With the same on board 10K NTC thermistor found on the larger sensor cap board, this little logger can still keep tabs on temperature, perhaps limited only by its lack of external SPI Flash.
Instead, data points here will have to be dealt to the internal flash memory of the device, with core functional code still leaving a few Kb for sample data!
With the core logger functionality locked down, the sensor boards are as free to be as oddly specific as it sees fit.
With experiments already underway for add-ons such as this pulse oximetry daughterboard, Castillo it making headway on the sensing capabilities of his high tech headwear.
By using a phototransistor to measure the difference in intensity of reflected light for both red, and infrared wavelengths, you can work out the oxygen content of blood as it flows beneath the skin that is being illuminated. With a high enough sampling rate, you can also determine pulse rate, so it's a very cost effective method — needing only two LEDs, an the phototransistor.

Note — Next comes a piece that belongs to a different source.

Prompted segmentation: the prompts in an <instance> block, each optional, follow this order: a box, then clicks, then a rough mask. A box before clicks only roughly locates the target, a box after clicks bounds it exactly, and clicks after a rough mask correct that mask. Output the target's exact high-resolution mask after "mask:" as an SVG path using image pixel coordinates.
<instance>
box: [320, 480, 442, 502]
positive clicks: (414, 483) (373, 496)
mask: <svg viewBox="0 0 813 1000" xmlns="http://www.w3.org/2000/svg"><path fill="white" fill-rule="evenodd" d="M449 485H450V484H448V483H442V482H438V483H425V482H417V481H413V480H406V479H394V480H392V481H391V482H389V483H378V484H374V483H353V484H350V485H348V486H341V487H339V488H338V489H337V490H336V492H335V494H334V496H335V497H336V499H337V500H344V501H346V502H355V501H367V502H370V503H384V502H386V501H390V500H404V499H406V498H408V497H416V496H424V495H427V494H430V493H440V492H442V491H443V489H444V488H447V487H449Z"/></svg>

It's such a popular method, that manufacturers now often sell bi-color, dual LED packages, with outputs optimized for this very application, such as the SunLED XZM2MRTNI45SC2C used on this board.

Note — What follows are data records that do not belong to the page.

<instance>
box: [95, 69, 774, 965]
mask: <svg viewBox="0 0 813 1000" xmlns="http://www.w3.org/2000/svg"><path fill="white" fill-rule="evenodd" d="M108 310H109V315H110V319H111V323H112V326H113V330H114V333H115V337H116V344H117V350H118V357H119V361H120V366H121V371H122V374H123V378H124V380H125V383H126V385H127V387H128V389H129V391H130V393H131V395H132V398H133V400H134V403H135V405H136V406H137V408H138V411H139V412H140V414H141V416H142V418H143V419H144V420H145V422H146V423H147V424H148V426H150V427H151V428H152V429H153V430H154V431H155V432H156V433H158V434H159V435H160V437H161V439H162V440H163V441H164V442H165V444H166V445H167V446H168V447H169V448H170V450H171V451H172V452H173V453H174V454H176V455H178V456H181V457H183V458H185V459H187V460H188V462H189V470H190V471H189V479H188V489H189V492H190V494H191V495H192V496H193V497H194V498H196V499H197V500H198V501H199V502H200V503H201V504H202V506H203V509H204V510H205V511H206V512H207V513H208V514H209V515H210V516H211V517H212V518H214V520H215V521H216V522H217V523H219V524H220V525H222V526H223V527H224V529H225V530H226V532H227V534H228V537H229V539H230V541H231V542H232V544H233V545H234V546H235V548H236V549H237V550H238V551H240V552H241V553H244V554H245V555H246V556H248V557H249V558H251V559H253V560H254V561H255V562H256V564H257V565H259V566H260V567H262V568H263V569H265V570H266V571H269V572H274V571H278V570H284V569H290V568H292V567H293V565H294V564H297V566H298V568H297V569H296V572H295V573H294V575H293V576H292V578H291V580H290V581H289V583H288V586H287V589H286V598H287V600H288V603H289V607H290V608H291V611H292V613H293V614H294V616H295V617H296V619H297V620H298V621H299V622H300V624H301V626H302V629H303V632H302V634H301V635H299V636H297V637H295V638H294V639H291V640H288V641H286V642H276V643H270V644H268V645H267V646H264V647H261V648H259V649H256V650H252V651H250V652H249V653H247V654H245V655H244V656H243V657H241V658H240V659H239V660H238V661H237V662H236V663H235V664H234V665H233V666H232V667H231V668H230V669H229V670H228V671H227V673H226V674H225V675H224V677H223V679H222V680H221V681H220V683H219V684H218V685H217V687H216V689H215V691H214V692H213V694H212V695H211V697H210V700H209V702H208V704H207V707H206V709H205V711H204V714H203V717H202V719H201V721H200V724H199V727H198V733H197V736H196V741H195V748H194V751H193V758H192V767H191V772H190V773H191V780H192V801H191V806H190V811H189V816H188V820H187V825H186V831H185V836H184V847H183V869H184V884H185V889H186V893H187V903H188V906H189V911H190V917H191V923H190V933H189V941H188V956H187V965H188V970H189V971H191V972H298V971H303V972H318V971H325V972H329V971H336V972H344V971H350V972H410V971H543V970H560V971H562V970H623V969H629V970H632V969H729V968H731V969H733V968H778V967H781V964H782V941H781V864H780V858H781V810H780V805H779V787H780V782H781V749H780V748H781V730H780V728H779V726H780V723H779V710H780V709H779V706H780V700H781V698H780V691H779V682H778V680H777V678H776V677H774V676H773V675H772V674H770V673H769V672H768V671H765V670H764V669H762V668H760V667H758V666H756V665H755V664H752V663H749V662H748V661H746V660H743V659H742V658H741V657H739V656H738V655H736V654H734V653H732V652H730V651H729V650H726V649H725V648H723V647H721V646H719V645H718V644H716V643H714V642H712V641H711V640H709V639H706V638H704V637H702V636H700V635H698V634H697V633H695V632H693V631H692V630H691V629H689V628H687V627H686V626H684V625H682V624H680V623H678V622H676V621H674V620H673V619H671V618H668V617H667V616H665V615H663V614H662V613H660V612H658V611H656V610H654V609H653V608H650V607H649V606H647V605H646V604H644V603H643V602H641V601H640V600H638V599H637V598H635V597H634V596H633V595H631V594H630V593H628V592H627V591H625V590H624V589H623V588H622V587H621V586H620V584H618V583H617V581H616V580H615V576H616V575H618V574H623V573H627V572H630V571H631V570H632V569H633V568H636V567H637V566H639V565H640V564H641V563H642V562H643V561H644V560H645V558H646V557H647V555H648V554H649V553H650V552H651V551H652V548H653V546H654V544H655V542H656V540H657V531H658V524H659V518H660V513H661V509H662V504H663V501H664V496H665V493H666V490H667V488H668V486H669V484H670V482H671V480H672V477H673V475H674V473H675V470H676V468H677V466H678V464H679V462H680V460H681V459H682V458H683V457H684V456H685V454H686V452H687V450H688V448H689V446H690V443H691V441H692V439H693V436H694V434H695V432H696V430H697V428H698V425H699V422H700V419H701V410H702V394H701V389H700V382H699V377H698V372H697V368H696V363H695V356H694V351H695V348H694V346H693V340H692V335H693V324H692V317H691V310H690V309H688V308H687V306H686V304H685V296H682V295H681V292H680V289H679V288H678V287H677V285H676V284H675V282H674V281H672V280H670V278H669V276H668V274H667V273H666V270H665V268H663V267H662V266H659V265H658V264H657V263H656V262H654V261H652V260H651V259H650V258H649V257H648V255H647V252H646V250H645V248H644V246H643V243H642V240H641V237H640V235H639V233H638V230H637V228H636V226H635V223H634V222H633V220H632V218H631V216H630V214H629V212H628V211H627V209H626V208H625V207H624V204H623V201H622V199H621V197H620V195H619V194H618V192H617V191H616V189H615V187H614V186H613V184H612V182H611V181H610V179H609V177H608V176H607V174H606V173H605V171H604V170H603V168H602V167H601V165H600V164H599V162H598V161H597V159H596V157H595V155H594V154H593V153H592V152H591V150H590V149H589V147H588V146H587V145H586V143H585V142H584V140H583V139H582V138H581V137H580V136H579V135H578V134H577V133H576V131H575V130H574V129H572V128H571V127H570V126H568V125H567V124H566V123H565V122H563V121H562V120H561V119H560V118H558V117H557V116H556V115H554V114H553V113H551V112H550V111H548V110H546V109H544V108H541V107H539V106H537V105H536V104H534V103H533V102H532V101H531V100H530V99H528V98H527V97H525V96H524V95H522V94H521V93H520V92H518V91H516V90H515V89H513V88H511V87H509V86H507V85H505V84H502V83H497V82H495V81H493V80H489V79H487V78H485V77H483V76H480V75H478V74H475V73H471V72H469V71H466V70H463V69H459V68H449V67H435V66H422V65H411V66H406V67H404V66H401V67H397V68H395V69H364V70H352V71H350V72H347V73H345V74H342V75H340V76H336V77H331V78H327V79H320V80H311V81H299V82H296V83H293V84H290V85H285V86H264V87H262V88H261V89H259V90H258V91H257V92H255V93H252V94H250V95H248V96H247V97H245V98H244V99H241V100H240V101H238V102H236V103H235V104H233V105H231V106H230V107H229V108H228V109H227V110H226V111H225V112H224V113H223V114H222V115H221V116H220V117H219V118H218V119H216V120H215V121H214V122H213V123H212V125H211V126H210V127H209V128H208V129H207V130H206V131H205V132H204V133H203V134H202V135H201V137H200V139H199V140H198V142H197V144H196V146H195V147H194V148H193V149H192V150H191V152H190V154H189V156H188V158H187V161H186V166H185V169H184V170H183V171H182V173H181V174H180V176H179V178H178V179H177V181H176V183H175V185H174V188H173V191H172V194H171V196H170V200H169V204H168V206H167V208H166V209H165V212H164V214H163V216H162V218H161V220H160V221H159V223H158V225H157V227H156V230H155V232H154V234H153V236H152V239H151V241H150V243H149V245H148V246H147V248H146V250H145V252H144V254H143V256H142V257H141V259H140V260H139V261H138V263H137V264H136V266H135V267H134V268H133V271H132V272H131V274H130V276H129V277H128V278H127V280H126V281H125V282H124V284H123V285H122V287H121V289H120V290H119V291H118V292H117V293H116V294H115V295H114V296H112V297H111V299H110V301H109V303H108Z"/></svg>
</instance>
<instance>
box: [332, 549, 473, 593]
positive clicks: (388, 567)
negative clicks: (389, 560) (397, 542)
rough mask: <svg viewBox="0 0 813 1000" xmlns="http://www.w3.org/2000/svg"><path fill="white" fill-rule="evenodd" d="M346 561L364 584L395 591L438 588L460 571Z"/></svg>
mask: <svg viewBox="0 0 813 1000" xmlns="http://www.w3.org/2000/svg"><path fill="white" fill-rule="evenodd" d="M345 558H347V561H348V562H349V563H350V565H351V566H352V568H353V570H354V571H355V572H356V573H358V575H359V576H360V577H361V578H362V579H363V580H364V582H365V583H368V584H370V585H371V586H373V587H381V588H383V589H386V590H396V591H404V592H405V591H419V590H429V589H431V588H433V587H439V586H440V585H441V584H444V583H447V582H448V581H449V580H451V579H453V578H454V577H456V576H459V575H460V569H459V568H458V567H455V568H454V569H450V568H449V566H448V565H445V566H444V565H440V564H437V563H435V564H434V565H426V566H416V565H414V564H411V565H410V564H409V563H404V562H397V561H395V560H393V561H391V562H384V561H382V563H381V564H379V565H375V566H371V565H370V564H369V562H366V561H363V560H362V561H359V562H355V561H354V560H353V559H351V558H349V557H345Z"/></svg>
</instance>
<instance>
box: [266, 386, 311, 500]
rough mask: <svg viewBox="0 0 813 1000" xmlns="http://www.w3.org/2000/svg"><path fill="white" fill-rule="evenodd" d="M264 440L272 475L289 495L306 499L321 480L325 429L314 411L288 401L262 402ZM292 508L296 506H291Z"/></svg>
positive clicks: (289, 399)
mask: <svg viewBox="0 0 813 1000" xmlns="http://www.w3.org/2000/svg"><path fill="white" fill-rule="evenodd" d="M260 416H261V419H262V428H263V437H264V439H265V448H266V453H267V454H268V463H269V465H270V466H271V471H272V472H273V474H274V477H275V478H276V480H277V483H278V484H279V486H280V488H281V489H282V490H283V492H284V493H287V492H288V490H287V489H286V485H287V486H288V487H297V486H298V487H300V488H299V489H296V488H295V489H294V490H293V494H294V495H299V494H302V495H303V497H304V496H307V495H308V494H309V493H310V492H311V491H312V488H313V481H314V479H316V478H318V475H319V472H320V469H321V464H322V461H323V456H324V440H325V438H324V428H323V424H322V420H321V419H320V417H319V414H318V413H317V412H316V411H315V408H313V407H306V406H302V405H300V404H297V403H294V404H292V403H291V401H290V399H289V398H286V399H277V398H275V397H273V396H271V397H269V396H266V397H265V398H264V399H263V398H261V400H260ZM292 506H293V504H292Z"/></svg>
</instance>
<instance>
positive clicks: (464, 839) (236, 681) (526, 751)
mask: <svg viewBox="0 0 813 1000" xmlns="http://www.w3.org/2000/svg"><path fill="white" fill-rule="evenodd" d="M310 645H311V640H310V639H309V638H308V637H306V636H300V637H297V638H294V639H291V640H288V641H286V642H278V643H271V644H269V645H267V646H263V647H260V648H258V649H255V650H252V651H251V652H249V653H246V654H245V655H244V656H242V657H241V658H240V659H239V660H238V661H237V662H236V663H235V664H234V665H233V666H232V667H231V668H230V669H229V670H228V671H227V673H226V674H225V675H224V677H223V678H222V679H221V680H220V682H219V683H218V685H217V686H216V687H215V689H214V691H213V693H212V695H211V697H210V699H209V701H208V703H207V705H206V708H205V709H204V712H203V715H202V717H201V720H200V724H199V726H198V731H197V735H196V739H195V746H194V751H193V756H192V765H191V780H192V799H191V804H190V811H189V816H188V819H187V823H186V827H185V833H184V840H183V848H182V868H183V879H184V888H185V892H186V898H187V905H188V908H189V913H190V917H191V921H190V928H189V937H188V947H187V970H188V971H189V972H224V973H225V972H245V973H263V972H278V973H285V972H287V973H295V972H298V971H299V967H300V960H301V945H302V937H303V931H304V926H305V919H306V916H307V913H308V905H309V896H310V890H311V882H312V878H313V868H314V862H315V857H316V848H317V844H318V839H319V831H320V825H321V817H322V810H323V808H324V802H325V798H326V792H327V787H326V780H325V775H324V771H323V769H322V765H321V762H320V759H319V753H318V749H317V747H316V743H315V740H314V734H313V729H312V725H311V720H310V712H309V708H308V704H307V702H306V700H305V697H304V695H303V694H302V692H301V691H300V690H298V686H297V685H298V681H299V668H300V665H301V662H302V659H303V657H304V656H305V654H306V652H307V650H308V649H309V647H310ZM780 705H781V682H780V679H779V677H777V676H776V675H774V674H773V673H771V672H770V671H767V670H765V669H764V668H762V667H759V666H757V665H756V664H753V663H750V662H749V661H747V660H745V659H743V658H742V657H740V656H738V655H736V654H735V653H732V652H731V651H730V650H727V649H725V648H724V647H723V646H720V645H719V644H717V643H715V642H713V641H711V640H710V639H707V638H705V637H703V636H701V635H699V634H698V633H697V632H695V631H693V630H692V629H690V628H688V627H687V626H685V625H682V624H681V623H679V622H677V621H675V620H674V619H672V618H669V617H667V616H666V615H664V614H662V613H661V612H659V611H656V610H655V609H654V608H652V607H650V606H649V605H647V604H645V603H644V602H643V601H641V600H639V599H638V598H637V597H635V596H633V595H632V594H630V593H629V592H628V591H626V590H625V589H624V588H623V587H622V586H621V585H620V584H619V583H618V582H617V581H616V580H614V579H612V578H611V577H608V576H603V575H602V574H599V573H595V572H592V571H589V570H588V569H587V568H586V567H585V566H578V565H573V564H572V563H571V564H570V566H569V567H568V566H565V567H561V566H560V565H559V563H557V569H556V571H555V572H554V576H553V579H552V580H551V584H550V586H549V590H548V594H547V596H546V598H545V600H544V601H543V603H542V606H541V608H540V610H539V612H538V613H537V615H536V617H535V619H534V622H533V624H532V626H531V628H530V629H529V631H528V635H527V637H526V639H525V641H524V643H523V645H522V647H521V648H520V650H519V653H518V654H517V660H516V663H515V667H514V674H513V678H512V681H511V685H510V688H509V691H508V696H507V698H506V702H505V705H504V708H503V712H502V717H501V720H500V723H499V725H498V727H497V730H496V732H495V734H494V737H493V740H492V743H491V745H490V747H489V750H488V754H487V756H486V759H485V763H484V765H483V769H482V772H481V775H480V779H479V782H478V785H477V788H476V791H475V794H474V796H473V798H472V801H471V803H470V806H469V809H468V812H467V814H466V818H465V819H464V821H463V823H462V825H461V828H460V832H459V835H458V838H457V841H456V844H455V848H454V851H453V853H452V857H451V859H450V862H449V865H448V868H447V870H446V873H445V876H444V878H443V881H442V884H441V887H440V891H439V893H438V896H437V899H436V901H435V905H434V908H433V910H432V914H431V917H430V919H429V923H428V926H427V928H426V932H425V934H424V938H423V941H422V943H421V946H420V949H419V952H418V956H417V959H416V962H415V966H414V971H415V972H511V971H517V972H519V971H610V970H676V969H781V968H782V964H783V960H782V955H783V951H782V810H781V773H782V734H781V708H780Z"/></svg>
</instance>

That's just one potential idea, and is a pretty spartan suggestion of what sort of sensors could suffice.
At the other end of the feature set spectrum, the I2C Combination board (seen below) is a great example of the extent of what you can tether to the other end of that 9-pin extension cable
Packed out with parts, this board makes use of both the analog, and I2C interfaces found on the expansion header. Not only is there an ADXL345 tri-axial accelerometer, but there's also a tiny SOT23-6 PAM831 D-Class, mono channel amplifier, to drive the surface mount speaker placed next to it.
While it's not going to be able to offer you audiophile grade output, the SAM D51 should be more than able to serenade you with some subtle, synthesized tones.
With the inclusion of a high spec ADT7410 on this board, here is where the really useful temperature data is going to come from. With a default 13-bit ADC readout to monitor and digitize temperature to a 0.0625°C resolution (user adjustable to 16-bit maximum!) and a wide range of guaranteed accuracy (±0.4°C from −40°C to +105°C @ 3V), this is a solid choice, with medical applications cited at the top of its intended industry list.
It's a hard job, but someone has to do it...
Product development can be hard, and effective testing even harder, so we're glad to see that Castillo is committed to the cause, with his steadfast work ethic seeing him spending hours soaking away in his hot tub, trying to trip the temperature alarm trigger points of his logger. It's a chore we're sure, but we're happy to see his commitment to the task — someone has got to put in the extra hours in these tough working conditions, so Castillo is really taking one for the team here!
If you're looking to keep tabs on your temperatures, you can try out this tech by tricking out your own trilby — jump on over to Castillo's project GitHub page, where you can find the hardware files, along with code examples for the CircuitPython environment running on the boards.